To escape from pirate raids and malaria, the population periodically withdrew towards the hinterland, climbing along the steep hills where today the towns of Ispani and San Cristoforo rise.

In the sixteenth century the Counts Carafa della Spina, fleeing from the nearby Malicastro-infested Policastro, settled in the village of Capitello.

The name of Ispani appears in a document of the viceroyal period which concerns an annotation of the Royal Chamber of Naples on the looting carried out by the pirate Dragut Pasha. The barbaresco corsair, after having sacked the nearby Policastro, set fire to and destroyed the village of Ispani which on 26 November 1557 had a hundred inhabitants; only twenty survived. In the Census of the Kingdom of Naples Ispani appears in 1595 with only 40 inhabitants, then in 1614 with 70 inhabitants and in 1660 with 50 inhabitants. In 1790 there were 671 inhabitants.

With the advent of the Kingdom of Italy it was confirmed capital of the municipality and only during the fascist period, with the merger of the municipalities of Ispani and Santa Marina, was the seat of the Municipality of Policastro.
The three towns of Ispani, Capitello and San Cristoforo are united in a single administrative entity since the birth of the Italian Republic.

==Culture and events==
Patron of Ispani is San Nicola di Bari, whose anniversary is celebrated on 6 December. The main festival of the country is 16 August in honor of San Rocco.

The patron saint of Capitello is S. Antonio, in whose honor a procession is prepared on 13 June with the blessing of homemade bread.

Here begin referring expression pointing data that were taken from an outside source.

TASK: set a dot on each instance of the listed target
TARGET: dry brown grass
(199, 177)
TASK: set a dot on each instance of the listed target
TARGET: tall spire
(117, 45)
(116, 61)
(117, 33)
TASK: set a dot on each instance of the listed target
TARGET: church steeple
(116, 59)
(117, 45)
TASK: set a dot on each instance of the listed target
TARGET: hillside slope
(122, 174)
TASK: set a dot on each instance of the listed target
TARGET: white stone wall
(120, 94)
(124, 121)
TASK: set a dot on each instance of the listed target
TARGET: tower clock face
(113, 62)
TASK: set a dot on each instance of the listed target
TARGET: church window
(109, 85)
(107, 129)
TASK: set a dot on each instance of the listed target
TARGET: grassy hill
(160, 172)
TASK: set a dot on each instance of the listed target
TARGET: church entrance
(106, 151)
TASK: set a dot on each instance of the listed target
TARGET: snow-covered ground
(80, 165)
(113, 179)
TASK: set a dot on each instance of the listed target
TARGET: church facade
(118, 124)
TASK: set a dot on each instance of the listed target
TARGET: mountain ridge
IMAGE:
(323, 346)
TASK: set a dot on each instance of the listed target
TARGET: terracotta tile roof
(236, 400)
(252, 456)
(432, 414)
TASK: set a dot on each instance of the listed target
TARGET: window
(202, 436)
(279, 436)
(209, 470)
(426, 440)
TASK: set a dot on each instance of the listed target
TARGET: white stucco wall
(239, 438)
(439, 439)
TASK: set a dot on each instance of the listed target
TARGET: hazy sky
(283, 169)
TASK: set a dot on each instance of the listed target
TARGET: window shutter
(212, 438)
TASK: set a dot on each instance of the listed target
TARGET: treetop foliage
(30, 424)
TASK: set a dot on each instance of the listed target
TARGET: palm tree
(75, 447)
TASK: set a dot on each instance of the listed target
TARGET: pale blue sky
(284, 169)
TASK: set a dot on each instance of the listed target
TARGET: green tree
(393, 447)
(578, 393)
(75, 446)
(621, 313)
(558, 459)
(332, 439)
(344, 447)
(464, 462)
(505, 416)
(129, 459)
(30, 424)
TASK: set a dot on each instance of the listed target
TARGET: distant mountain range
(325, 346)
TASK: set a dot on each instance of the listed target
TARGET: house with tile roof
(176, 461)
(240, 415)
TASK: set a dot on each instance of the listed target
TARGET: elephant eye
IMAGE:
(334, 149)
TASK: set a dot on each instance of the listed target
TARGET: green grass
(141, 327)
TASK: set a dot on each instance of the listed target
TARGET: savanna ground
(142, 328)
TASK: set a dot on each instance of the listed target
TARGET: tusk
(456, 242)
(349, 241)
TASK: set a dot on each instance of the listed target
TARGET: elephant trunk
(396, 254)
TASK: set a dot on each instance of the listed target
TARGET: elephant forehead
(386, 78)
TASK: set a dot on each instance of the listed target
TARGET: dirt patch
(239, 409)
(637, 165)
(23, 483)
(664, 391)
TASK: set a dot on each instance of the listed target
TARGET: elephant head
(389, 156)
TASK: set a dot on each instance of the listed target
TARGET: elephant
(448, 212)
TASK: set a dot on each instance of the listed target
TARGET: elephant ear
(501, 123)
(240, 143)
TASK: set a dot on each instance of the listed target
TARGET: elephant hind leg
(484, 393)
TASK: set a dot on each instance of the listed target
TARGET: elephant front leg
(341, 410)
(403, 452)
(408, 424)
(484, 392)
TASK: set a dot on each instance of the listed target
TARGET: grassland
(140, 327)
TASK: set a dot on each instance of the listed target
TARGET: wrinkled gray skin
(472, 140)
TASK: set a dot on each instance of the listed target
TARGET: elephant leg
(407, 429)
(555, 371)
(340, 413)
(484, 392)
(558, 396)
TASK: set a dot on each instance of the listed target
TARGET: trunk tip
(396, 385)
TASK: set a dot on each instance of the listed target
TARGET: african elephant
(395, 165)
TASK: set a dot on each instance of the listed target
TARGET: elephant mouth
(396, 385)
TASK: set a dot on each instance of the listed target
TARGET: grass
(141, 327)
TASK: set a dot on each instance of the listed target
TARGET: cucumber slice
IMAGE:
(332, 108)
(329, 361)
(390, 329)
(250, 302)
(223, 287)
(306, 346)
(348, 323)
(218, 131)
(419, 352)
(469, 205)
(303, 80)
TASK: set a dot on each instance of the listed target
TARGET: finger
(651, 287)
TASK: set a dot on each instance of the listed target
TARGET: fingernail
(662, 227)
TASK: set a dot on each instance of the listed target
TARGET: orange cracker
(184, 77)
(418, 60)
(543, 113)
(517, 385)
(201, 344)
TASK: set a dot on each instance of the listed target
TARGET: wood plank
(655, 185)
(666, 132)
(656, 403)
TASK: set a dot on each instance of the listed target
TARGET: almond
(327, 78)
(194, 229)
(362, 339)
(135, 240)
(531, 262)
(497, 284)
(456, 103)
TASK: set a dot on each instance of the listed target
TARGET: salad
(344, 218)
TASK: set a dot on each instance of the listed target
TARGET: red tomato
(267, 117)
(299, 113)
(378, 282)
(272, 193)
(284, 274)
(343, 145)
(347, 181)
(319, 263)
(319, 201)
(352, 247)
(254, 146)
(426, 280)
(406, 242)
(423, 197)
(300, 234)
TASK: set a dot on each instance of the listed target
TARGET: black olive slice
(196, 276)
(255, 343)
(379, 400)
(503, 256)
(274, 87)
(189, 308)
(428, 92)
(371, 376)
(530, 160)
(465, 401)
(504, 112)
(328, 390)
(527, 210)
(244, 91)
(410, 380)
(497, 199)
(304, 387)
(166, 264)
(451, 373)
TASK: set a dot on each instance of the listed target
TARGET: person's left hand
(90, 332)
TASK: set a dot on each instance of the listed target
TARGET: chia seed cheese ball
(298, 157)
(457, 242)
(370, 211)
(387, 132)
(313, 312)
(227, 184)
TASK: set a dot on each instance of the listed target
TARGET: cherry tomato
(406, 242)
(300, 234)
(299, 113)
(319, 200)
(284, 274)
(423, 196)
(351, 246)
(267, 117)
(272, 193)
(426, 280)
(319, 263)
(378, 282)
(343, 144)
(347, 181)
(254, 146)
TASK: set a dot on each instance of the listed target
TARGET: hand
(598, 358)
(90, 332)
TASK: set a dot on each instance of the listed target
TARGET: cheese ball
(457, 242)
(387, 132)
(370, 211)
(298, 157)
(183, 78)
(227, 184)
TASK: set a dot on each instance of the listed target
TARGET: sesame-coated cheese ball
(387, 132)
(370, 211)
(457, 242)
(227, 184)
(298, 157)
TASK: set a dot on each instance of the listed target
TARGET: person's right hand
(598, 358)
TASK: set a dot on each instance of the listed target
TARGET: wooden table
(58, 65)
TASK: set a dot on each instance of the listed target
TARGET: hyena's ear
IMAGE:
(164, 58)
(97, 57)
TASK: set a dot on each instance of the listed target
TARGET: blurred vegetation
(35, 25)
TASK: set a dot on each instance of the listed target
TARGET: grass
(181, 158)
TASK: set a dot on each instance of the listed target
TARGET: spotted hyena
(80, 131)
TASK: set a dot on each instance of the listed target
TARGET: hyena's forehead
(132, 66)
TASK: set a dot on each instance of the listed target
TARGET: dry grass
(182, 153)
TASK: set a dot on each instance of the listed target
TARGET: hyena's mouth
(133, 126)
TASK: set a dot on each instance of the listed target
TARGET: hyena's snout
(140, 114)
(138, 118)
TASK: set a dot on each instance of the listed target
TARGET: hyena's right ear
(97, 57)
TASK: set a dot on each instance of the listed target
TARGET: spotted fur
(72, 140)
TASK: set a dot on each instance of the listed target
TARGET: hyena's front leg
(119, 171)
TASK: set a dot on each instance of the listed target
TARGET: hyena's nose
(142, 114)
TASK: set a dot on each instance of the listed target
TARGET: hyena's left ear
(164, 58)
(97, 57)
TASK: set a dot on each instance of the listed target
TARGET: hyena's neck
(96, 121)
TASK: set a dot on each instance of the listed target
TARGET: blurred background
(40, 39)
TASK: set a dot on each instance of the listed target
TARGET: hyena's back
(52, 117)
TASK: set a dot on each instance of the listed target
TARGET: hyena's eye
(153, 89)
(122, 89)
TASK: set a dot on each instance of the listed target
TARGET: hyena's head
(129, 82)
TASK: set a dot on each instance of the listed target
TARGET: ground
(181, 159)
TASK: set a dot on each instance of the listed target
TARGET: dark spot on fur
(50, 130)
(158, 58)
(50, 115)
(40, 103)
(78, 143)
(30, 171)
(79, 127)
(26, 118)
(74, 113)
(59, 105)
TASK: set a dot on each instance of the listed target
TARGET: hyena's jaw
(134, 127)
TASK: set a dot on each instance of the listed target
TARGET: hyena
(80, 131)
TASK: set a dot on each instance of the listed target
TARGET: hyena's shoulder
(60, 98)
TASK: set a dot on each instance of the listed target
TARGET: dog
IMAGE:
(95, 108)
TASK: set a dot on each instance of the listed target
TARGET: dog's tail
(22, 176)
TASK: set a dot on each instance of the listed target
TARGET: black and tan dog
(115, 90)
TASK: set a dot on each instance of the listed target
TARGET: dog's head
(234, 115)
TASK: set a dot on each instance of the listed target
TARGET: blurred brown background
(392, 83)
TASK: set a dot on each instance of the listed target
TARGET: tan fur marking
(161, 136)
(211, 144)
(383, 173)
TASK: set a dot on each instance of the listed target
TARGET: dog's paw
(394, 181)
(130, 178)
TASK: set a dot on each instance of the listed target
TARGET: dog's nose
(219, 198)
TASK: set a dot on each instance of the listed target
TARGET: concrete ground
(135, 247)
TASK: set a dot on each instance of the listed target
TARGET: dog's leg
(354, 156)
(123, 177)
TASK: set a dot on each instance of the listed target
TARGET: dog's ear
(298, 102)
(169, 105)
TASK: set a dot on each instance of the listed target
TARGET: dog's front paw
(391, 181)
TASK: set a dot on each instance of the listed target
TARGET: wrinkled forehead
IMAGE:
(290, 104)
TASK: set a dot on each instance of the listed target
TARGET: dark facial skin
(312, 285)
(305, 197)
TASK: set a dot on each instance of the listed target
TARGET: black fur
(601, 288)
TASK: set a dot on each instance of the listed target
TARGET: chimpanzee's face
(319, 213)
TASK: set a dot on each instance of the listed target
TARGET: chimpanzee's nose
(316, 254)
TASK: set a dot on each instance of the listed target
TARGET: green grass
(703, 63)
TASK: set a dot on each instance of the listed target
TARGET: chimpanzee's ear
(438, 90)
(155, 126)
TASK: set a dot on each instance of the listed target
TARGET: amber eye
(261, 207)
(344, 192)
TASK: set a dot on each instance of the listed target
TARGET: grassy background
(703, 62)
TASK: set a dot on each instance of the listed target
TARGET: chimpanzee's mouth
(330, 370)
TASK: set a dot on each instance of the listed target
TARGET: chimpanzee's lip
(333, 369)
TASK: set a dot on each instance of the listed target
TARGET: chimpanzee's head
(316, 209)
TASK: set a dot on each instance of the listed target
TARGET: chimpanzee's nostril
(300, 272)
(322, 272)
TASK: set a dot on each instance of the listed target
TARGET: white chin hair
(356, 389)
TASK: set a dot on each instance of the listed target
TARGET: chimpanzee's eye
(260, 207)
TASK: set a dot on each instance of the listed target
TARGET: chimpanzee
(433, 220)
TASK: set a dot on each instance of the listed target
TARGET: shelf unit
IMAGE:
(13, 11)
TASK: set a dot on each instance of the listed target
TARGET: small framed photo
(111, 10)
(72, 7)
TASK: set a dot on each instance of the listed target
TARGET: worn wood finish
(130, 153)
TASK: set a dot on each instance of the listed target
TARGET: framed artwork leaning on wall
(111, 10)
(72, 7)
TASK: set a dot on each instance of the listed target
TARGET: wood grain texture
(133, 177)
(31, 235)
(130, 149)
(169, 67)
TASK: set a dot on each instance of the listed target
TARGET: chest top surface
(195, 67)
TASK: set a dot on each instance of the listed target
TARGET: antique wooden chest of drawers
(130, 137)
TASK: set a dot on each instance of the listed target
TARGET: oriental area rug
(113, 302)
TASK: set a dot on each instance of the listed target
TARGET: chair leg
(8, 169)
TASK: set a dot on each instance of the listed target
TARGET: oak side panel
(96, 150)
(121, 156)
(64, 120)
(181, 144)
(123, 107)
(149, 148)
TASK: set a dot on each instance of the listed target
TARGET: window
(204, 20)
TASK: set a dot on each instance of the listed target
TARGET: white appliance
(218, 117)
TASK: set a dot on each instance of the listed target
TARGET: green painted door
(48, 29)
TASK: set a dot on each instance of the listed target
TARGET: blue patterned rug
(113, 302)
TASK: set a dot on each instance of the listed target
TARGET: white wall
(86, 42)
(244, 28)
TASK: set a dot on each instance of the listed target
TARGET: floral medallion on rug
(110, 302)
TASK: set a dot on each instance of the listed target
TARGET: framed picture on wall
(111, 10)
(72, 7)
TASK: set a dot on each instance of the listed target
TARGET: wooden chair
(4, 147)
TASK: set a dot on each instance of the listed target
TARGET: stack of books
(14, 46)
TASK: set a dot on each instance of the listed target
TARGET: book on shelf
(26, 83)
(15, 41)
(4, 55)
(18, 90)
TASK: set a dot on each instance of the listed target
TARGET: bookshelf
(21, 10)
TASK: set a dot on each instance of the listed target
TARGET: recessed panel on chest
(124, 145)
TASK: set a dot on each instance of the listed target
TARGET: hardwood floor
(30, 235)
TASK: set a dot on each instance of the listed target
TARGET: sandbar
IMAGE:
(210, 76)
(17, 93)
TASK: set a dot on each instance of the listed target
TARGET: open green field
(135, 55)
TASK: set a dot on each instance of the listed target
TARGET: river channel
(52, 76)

The patron of San Cristoforo is S. Cristoforo, celebrated on 25 July; on this occasion the traditional blessing of the vehicles is carried out.

In August in San Cristoforo the "Sagra della Cuccìa" is set up, with the tasting of the Cuccìa, a typical Cilento dish made with legumes cooked separately and then served with a slice of bread, whose preparation requires several hours. On this occasion, a procession of girls dressed in traditional country clothes is also set up.